A Morning on Gower: St Cattwg, Cheriton

      Thursday morning and a trip to the far north-west of the Gower peninsular.  A wonderful morning it was, travelling around such a remarkable and beautiful landscape.

      Our first stop was Cheriton, a tiny village nestling deep in the valley of the Burry Pill.  Atmospheric and remote. The church is small but rather monumental thanks to its clear design and heft. It consists of nave, sturdy tower and chancel - three simple volumes.  There are no aisles, but there is a south porch and a Victorian (N) vestry disguised as a N Transept. The church dates from the 13th century, but one could believe it is earlier still - the walls are thick, windows are rare, small and simple in design.  There is a simplicity and primitive quality to this structure that is entirely satisfying.

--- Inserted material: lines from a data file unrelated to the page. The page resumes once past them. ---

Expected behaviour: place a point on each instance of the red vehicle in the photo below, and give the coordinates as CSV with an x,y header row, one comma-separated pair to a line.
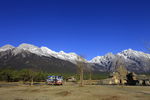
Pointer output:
x,y
54,80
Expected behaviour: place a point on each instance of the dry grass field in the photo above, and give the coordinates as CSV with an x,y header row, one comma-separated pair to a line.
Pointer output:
x,y
74,92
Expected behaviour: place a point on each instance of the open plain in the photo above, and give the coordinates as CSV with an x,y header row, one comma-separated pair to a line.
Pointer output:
x,y
74,92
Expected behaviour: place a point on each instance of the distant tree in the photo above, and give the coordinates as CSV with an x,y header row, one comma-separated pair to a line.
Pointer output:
x,y
8,75
28,75
81,64
122,71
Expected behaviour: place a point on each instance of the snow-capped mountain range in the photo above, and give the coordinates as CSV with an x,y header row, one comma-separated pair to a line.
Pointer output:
x,y
136,61
42,51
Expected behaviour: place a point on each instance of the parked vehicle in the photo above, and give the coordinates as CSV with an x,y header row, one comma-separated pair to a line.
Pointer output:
x,y
54,80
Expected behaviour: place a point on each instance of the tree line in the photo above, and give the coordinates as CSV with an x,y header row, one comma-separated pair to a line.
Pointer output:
x,y
12,75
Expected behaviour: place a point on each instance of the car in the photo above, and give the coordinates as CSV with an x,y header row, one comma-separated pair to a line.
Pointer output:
x,y
54,80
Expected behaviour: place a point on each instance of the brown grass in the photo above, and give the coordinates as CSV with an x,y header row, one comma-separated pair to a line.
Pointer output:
x,y
74,92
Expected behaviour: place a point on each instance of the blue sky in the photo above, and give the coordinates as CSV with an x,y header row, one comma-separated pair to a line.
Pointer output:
x,y
87,27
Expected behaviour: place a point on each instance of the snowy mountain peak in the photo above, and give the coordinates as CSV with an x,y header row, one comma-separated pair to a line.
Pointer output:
x,y
6,47
27,46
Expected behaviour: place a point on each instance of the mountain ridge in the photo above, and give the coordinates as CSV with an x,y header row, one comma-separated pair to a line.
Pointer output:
x,y
135,61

     The only decorative elements are the really fine s door and the corbels that help support the arches under the tower. Indeed they are the only real carving inside the church for the the interior is just as simple as the exterior which, alas was rather dark when we visited, but then it was pouring with rain outside - a passing shower really but very heavy.  The interior, however, was very moving; a holy place one felt. I was particularly taken with the relative narrowness of the two crossing arches (how 'Anglo-Saxon' this arrangement seemed) and felt the e wall of the nave was crying out for two cathedral-scale icons; Pantocrator on the right (S) and Theotokos on the left (N).  But then, forgive the wild conjecture, that was perhaps how a wall like was actually used at one point, covered in images. St Benedict Biscop decorated his monastic churches with icons he obtained in Rome, and later Anglo-Saxon clerics on pilgrimage to Rome bought among other things silks manufactured in the East Roman Empire and the Caliphate with which to make vestments and altar hangings.  But I digress, but we forget that Rome in the Early Middle Ages was one of the centres of Byzantine civilisation, the walls of its churches sheathed in mosaic and its altars and priests dressed in Byzantine silks. Hard sometimes to believe that the Roman Rite was actually conducted in a space such as Santa Maria Antiqua, it hardly seems to 'fit'. But that really, really is another post.
     No fittings of note except that the Victorian vicar here, the remarkable, scholarly J D Davies, not only had the roofs coloured (quite successfully), but made a number of the fittings himself - slightly clumsy, to be honest, but fun.